Ule et al. examine indirect reciprocity, which in widespread in human culture - rewarding those we know have been kind to others or punishing those we know have been unkind to others. They devise a game to show that cooperation is enhanced best by a system in which both indirect rewards and indirect punishment can occur. Here is their experimental setup, followed by their abstract:
Our experimental design builds on the so-called "indirect helping game". In total, 140 participants are repeatedly (100 rounds), anonymously, and randomly matched into donor-recipient pairs. Because roles are determined randomly, participants will typically be the donor in approximately half of the rounds. In the indirect helping game, only donors make decisions. In any round, each donor first observes the recipient’s recent behavior in the role of donor and then decides whether to "help" the recipient or to "pass." Helping is costly for the donor and beneficial for the recipient, with the benefits exceeding the costs. In earlier experiments, indirect punishment was not available as an option, a restriction that is arguably not a realistic feature of human interactions. In our experiment, the donor can choose to "hurt" the recipient instead of passing or helping. Hurting is costly for the donor, but we vary its impact on the receiver. We conducted two treatments that differ only in this impact, which allows us to isolate the effect of indirect punishment on the payoff performance of different types of behavior. In our main treatment [harmful punishment (HP)], a hurt recipient loses 250 units of our experimental money, "francs." In the control treatment [symbolic punishment (SP)], a hurt recipient loses or earns no francs. We say that punishment is harmful in HP but only symbolic in SP. In both treatments, the donor loses 50 francs for hurting or 200 francs for helping, and the recipient earns 250 francs when he or she receives help. Passing does not affect either player’s payoff. In both treatments the recipient observes the donor’s action.
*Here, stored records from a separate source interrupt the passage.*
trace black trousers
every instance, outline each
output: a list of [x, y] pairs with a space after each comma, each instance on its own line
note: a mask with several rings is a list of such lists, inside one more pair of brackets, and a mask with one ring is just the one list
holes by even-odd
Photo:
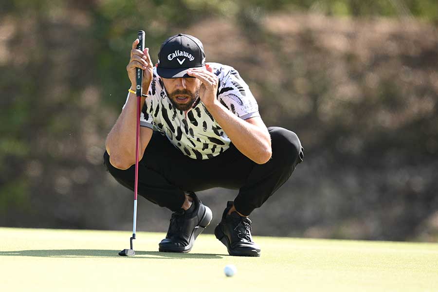
[[[235, 206], [249, 215], [290, 177], [303, 161], [303, 148], [293, 132], [279, 127], [268, 128], [272, 157], [258, 164], [230, 147], [210, 159], [199, 160], [183, 154], [165, 137], [154, 132], [139, 163], [138, 195], [175, 211], [181, 208], [184, 191], [213, 187], [238, 189]], [[113, 167], [106, 151], [104, 160], [110, 173], [121, 184], [133, 190], [135, 166], [122, 170]]]

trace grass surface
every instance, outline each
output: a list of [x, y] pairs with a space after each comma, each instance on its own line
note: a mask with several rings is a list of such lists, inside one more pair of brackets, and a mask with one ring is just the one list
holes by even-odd
[[186, 254], [158, 252], [164, 234], [137, 235], [128, 257], [129, 232], [0, 228], [0, 291], [438, 291], [437, 244], [260, 237], [251, 258], [212, 235]]

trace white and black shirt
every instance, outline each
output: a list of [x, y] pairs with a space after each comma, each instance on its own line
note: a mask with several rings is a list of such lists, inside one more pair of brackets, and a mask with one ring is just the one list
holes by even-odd
[[[219, 102], [243, 120], [259, 116], [257, 102], [238, 72], [229, 66], [208, 64], [219, 78], [217, 94]], [[195, 159], [208, 159], [229, 147], [231, 140], [200, 99], [186, 111], [173, 106], [155, 68], [147, 95], [142, 109], [140, 126], [159, 131], [184, 154]]]

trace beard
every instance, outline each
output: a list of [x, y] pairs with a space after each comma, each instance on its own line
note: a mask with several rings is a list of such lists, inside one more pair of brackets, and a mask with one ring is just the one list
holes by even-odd
[[[177, 89], [175, 91], [167, 93], [167, 97], [170, 100], [172, 105], [177, 110], [187, 110], [191, 108], [193, 104], [199, 98], [199, 88], [194, 93], [191, 92], [186, 89]], [[185, 103], [179, 103], [177, 101], [178, 97], [187, 98], [187, 101]]]

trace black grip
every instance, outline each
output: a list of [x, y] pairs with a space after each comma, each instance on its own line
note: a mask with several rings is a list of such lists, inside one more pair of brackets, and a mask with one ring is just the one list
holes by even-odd
[[[137, 37], [140, 40], [138, 44], [137, 45], [137, 49], [140, 50], [142, 52], [145, 49], [145, 37], [146, 36], [146, 33], [145, 31], [139, 31], [137, 33]], [[137, 68], [137, 72], [136, 74], [136, 80], [137, 81], [137, 96], [142, 96], [142, 85], [143, 83], [143, 70], [141, 68]]]

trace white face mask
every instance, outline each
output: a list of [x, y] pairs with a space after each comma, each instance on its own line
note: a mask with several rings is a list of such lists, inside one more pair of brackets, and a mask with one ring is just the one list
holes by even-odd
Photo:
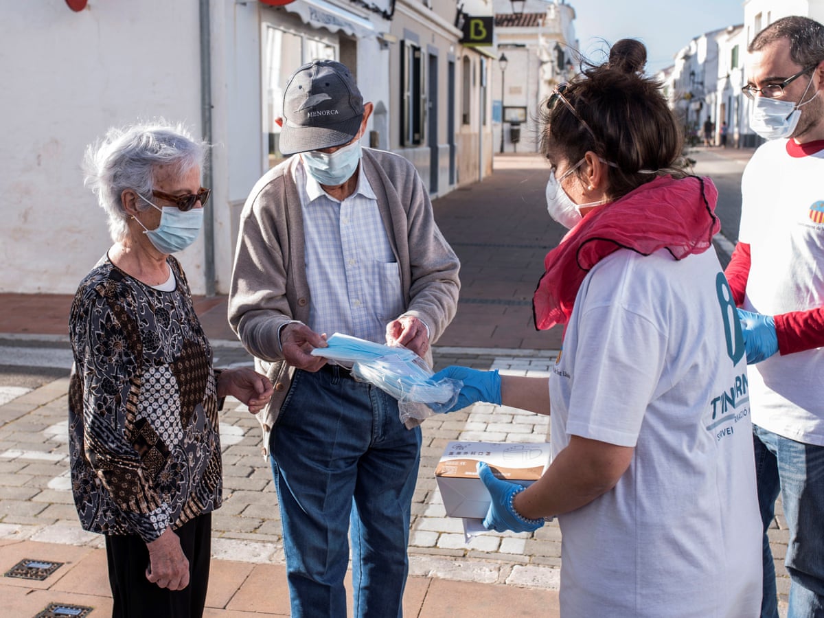
[[[555, 172], [553, 170], [550, 173], [550, 180], [546, 181], [546, 212], [550, 213], [550, 217], [568, 230], [571, 230], [583, 218], [581, 214], [581, 208], [604, 204], [602, 200], [588, 202], [587, 204], [575, 204], [572, 201], [572, 198], [567, 195], [567, 192], [561, 186], [561, 182], [564, 179], [580, 167], [585, 161], [586, 159], [581, 159], [578, 163], [564, 171], [560, 178], [555, 178]], [[604, 162], [606, 163], [606, 162]], [[607, 163], [607, 165], [611, 164]]]
[[[804, 93], [801, 96], [801, 101], [803, 101], [812, 84], [812, 80], [810, 79]], [[816, 93], [803, 103], [756, 96], [750, 112], [750, 127], [765, 139], [789, 138], [798, 125], [801, 108], [817, 96], [818, 91], [816, 91]]]

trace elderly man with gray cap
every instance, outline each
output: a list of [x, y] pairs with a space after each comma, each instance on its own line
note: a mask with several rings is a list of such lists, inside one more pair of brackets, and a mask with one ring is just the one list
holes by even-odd
[[[349, 70], [304, 64], [280, 151], [241, 217], [229, 322], [274, 384], [258, 414], [283, 528], [293, 616], [401, 616], [421, 433], [397, 401], [311, 353], [339, 332], [431, 363], [455, 315], [458, 260], [406, 159], [362, 148], [372, 104]], [[409, 422], [407, 424], [411, 424]]]

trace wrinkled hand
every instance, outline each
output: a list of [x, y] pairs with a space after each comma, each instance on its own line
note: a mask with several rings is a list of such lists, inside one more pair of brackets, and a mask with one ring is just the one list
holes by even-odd
[[160, 536], [147, 543], [146, 547], [149, 550], [147, 579], [169, 590], [183, 590], [189, 585], [189, 560], [174, 530], [166, 528]]
[[761, 363], [778, 352], [775, 320], [772, 316], [739, 309], [738, 318], [741, 320], [741, 330], [744, 335], [747, 364]]
[[249, 406], [249, 411], [257, 414], [272, 398], [272, 382], [250, 367], [224, 369], [218, 383], [218, 396], [231, 395]]
[[293, 367], [316, 372], [326, 364], [322, 356], [312, 356], [316, 348], [328, 348], [326, 335], [318, 335], [305, 324], [293, 322], [280, 330], [280, 349], [283, 358]]
[[426, 325], [414, 316], [401, 316], [386, 325], [386, 345], [402, 345], [423, 357], [429, 350]]
[[513, 506], [513, 499], [516, 494], [523, 491], [523, 486], [497, 478], [483, 461], [478, 462], [478, 476], [492, 498], [489, 509], [484, 517], [485, 528], [498, 532], [507, 530], [532, 532], [544, 525], [543, 519], [524, 518]]
[[478, 401], [501, 405], [501, 377], [498, 374], [497, 369], [485, 372], [470, 369], [468, 367], [452, 365], [438, 372], [432, 377], [431, 380], [437, 382], [438, 380], [447, 377], [460, 380], [463, 382], [463, 386], [461, 387], [458, 400], [455, 402], [455, 405], [449, 410], [438, 411], [454, 412], [456, 410], [463, 410]]

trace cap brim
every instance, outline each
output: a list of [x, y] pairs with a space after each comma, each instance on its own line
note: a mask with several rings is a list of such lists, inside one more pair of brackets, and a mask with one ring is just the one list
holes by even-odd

Treatment SP is a control for HP, because it identifies differences in behavior between environments where indirect punishment has material consequences for the recipient and where it does not, while holding all other parameters constant across treatments.
the final conclusions, from the abstract:
We find that if unkind strangers cannot be punished, defection earns most. If they can be punished, however, then indirect rewarding earns most. Indirect punishment plays this important role, even if it gives a low payoff and is rarely implemented.